The intricate regulatory mechanisms governing TGF-β1 expression play pivotal roles in tumor progression. Key proteins such as FKBP1A, SMAD6, and SMAD7 trigger this process, modulating cell growth inhibition via p15INK4b and p21CIP1 induction. Despite TGF-β′s tumor-suppressive functions, cancer cells adeptly evade its effects, fueling disease advancement. Tumor microenvironmental TGF-β1 prompts epithelial-mesenchymal transition (EMT), facilitated by transcription factors like slug, twist-1, and snail. Notably, cancer-associated fibroblasts (CAFs) amplify this effect by secreting TGF-β1, fostering drug resistance.
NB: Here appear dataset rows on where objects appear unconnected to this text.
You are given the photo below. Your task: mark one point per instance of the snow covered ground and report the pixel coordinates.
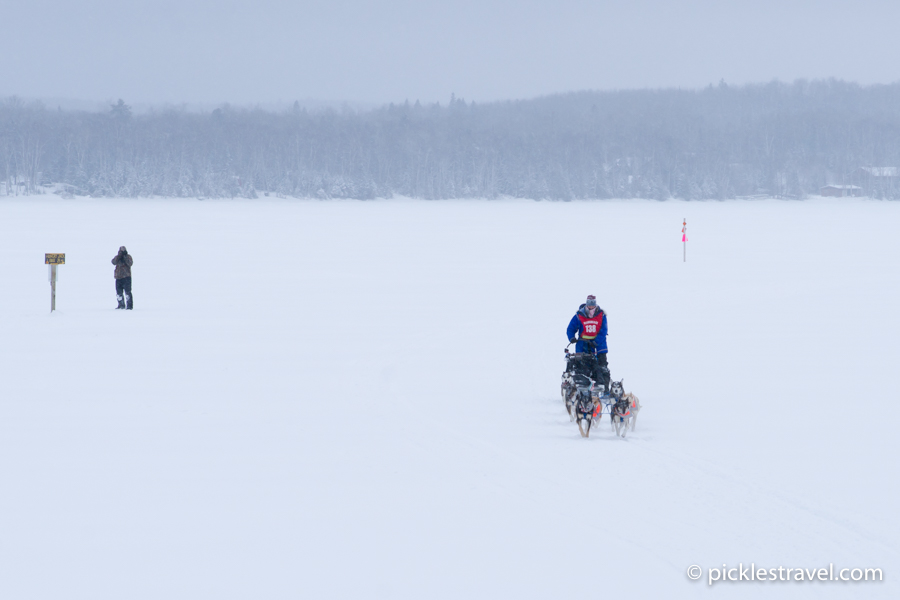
(360, 399)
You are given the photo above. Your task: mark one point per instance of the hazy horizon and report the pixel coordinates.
(271, 52)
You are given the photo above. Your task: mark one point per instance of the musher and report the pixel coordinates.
(587, 330)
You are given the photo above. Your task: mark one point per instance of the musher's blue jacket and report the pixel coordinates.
(575, 326)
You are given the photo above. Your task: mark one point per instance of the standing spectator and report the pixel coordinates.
(123, 262)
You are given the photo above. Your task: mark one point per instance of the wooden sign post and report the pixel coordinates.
(54, 260)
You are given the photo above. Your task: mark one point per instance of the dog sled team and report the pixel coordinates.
(587, 388)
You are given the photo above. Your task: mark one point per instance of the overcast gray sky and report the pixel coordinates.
(249, 51)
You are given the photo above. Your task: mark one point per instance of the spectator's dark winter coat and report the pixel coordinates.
(123, 262)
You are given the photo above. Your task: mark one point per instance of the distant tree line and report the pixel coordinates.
(782, 140)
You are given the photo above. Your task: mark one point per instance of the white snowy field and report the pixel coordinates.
(361, 399)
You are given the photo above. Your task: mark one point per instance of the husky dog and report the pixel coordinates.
(625, 410)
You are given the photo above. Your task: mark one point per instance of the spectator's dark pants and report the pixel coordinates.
(123, 292)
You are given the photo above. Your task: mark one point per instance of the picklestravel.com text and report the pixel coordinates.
(753, 573)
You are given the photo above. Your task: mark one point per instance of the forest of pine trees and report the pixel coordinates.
(778, 140)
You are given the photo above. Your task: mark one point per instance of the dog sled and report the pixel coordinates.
(587, 400)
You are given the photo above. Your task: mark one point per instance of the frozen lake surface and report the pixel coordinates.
(361, 399)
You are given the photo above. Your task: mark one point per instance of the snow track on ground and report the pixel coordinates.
(360, 399)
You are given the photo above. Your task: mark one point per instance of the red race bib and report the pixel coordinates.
(590, 325)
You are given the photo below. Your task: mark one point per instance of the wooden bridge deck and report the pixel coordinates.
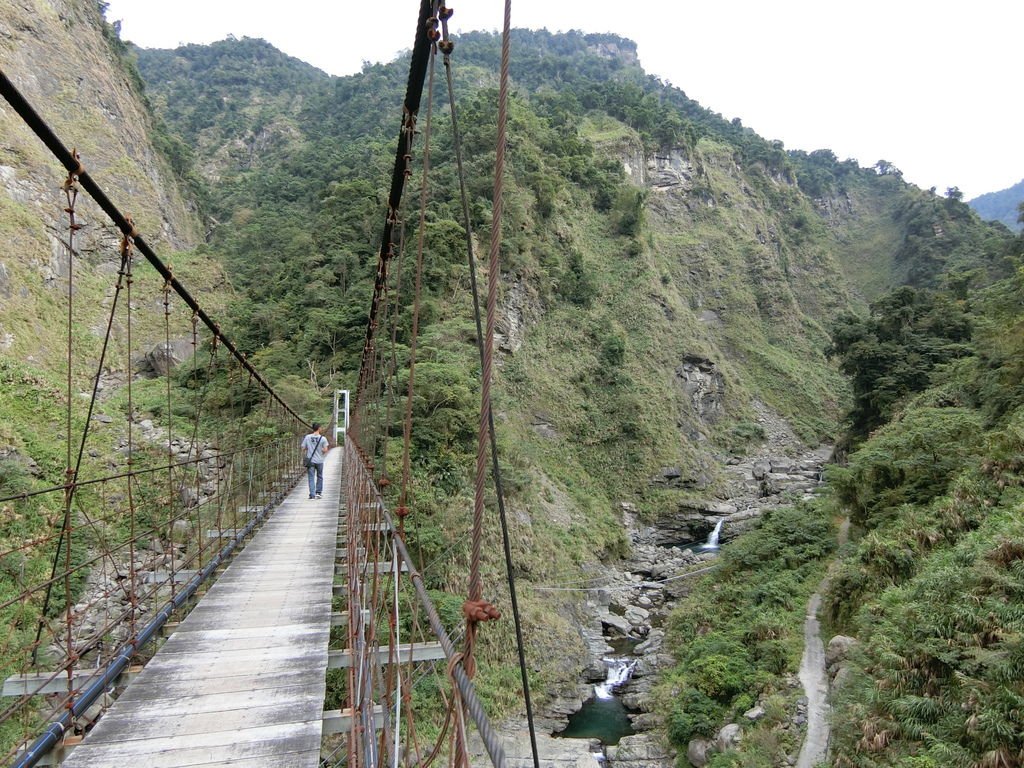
(242, 681)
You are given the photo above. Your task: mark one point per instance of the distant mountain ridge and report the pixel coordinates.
(1003, 206)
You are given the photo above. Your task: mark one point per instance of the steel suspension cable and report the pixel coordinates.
(476, 608)
(446, 48)
(74, 166)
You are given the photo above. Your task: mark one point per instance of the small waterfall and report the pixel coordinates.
(712, 542)
(619, 672)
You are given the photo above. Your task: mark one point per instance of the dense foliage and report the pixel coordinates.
(743, 262)
(738, 633)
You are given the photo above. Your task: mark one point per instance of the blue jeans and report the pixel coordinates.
(314, 473)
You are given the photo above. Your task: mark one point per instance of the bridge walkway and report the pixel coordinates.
(242, 681)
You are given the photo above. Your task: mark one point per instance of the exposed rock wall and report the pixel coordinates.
(55, 53)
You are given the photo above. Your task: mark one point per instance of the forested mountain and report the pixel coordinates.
(1004, 206)
(672, 284)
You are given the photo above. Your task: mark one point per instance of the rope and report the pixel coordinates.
(474, 605)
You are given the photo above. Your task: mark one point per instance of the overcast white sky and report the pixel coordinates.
(933, 86)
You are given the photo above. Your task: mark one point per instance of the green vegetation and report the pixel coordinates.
(642, 231)
(933, 589)
(739, 633)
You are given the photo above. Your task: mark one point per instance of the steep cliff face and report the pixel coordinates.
(57, 53)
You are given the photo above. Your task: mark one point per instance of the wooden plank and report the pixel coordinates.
(39, 683)
(242, 681)
(339, 721)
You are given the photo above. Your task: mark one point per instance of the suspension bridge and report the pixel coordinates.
(186, 602)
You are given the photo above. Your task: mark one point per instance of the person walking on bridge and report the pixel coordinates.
(314, 448)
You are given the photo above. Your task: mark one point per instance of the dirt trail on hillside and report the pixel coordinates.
(814, 676)
(815, 681)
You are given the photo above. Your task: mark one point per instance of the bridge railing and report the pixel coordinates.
(384, 582)
(79, 602)
(117, 506)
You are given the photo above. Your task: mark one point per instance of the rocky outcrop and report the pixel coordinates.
(641, 751)
(705, 387)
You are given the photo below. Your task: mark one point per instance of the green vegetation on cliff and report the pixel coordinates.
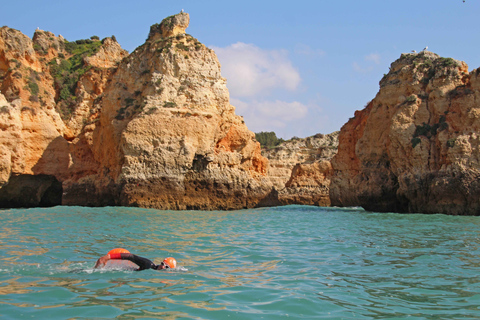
(268, 139)
(67, 72)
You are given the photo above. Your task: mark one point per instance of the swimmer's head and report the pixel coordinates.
(118, 250)
(169, 263)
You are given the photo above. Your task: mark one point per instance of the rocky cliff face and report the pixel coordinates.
(300, 169)
(151, 129)
(415, 147)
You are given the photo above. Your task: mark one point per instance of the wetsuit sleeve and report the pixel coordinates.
(143, 263)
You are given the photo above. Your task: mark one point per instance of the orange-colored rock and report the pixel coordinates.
(154, 128)
(414, 148)
(300, 169)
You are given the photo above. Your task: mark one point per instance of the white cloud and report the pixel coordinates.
(252, 71)
(306, 50)
(375, 57)
(269, 115)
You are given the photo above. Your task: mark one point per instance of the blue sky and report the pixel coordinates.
(294, 67)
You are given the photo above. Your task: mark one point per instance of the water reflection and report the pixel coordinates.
(303, 261)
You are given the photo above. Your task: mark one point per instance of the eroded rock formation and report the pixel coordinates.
(300, 169)
(415, 147)
(153, 128)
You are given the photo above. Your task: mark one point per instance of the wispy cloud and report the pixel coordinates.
(252, 71)
(306, 50)
(366, 66)
(374, 57)
(269, 115)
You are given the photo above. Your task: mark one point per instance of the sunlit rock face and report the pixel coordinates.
(415, 146)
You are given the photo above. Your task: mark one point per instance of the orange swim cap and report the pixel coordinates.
(170, 262)
(118, 250)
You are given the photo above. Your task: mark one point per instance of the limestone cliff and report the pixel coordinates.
(153, 128)
(415, 147)
(300, 169)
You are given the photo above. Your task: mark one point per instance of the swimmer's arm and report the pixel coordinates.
(143, 263)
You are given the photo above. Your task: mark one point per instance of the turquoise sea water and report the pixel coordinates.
(271, 263)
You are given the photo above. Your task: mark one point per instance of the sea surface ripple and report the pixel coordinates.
(270, 263)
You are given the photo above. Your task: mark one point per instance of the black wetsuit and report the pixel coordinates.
(142, 263)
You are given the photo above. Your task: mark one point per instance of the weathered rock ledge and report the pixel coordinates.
(415, 146)
(86, 123)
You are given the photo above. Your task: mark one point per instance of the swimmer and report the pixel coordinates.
(142, 263)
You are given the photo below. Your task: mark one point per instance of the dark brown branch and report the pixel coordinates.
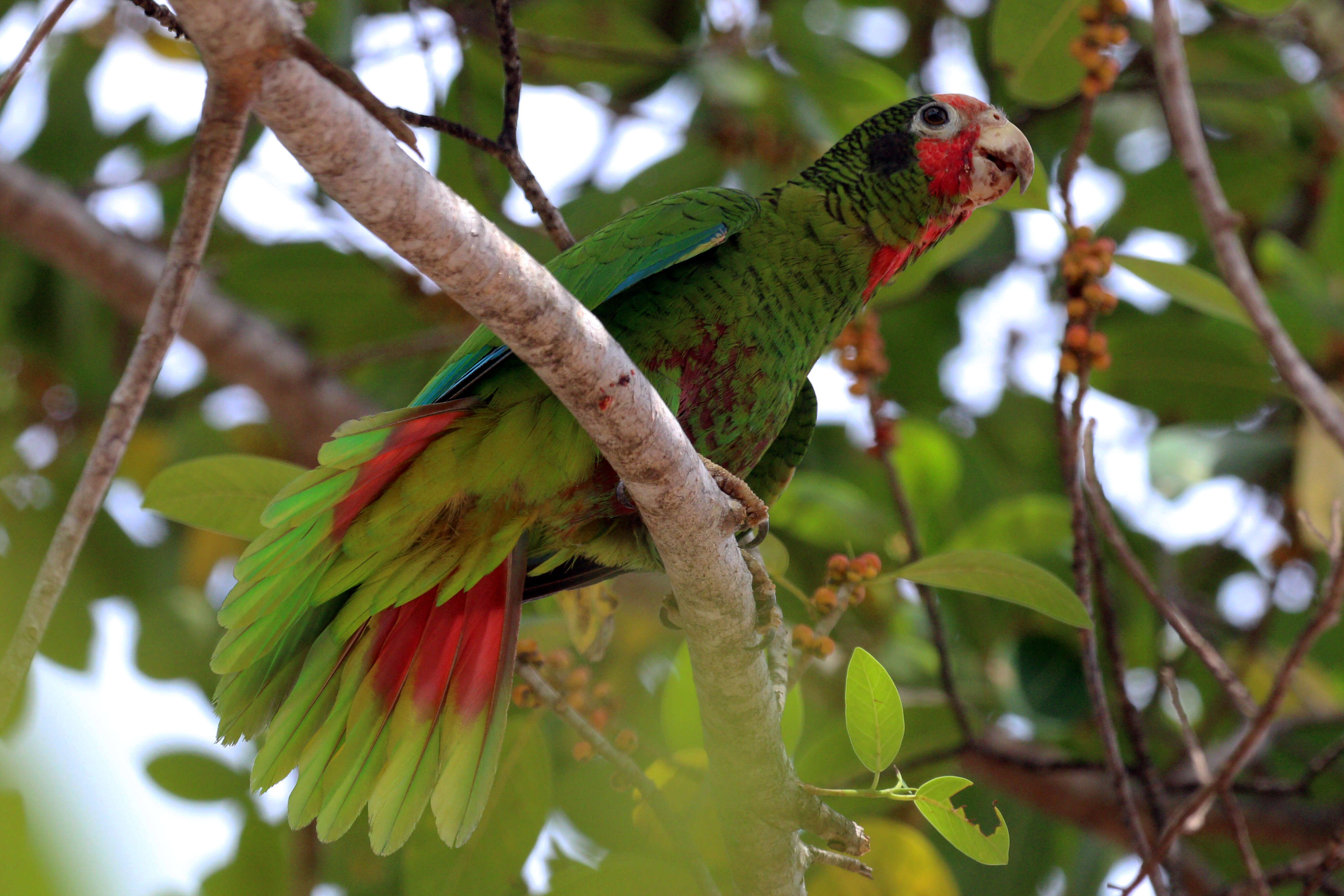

Of particular concern is the resistance observed with BRAF/MEK inhibitors (BRAFi/MEKi), highlighting the clinical significance of TGF-β signaling in cancer therapeutics. However, emerging interest in natural anti-cancer agents, with their distinct pharmacological actions on signaling proteins offers promising avenues for therapeutic intervention. This review emphasizes the multifaceted interplay between TGF-β signaling, tumor microenvironment dynamics, and therapeutic resistance mechanisms, illuminating potential targets for combating cancer progression by plant-derived-natural-bioactive compounds. However, this review additionally explores the currently available advanced methods for detecting various types of cancer. Not only that, but it also discussed the function of plant-derived compounds in clinical aspects, as well as its limitations.